Rhythmic crowd bobbing on a grandstand simulator

• Published in: Journal of sound and vibration Vol. 332; no. 2; pp. 442 - 454
• Main Authors: Comer, A.J., Blakeborough, A., Williams, M.S.
• Format: Journal Article
• Language: English
• Published: Kidlington Elsevier Ltd 21.01.2013; Elsevier
• Subjects: Dynamic loads; Dynamical systems; Dynamics; Exact sciences and technology; Fundamental areas of phenomenology (including applications); Grandstands; Harmonics; Physics; Simulation; Solid mechanics; Spools; Structural and continuum mechanics; Vibration; Vibration, mechanical wave, dynamic stability (aeroelasticity, vibration control...); Vibration; Coordination; Crowd; Collective process; Vibration test; Cantilever; Experimental study; Stadia; Energy supply; Uncertain system; Harmonic generator; Annoyance; Comfort; Rebound; Energy absorption; Structural analysis; Dynamic load
• ISSN: 0022-460X; 1095-8568
• DOI: 10.1016/j.jsv.2012.08.012

It is widely accepted that concerted human activity such as bouncing or bobbing can excite cantilever grandstands. Crowd coordination can be unwitting and may be exacerbated by structural motion caused by resonant structural response. This is an area of uncertainty in the design and analysis of modern grandstands. This paper presents experimental measurement and analysis of rhythmic crowd bobbing loads obtained from tests on a grandstand simulator with two distinct support conditions; (a) rigid, and; (b) flexible. It was found that significant structural vibration at the bobbing frequency did not increase the effective bobbing load. Structural motion at the bobbing frequency caused a reduction in the dynamic load factor (DLF) at the frequency of the second harmonic while those at the first and third harmonics were unaffected.
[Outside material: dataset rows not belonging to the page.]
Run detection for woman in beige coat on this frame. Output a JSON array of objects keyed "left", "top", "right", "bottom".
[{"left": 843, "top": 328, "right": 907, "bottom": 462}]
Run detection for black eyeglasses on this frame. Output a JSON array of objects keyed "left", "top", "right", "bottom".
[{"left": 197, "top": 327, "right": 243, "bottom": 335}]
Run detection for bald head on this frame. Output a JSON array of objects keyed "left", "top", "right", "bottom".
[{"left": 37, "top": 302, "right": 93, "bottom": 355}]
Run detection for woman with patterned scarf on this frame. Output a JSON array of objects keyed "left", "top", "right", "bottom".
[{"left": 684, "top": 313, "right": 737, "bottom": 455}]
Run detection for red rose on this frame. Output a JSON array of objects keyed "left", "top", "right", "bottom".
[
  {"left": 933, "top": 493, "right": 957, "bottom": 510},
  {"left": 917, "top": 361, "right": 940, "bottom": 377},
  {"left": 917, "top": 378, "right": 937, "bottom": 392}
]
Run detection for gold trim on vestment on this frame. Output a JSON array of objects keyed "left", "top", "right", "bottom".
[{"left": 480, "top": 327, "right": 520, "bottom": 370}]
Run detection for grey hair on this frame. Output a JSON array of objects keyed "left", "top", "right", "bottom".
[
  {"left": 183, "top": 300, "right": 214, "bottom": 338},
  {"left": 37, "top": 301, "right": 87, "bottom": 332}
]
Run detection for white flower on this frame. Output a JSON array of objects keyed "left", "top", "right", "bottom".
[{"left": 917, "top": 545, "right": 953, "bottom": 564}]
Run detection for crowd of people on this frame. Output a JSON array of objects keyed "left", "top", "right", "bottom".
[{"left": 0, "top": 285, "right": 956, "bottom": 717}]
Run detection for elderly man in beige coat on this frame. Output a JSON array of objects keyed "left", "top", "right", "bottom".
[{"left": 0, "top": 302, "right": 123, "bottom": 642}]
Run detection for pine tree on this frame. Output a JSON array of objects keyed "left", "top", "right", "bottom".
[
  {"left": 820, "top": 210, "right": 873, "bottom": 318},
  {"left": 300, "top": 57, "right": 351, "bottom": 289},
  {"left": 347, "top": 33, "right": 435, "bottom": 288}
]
Two plausible reasons for this are: (a) the bobbing group were unable to supply significant energy to the system at the frequency of the second harmonic; (b) the bobbing group altered their bobbing style to reduce the response of the grandstand simulator. It was deduced that the bobbing group did not absorb energy from the dynamic system. Furthermore, dynamic load factors for groups of test subjects bobbing on a rigid structure were typically greater than those of synthesised groups derived from individuals bobbing alone, possibly due to group effects such as audio and visual stimuli from neighbouring test subjects. Last, the vibration levels experienced by the test subjects appear to be below levels likely to cause discomfort. This is to be expected as the test subjects were themselves controlling the magnitude and duration of vibration for the bobbing tests considered.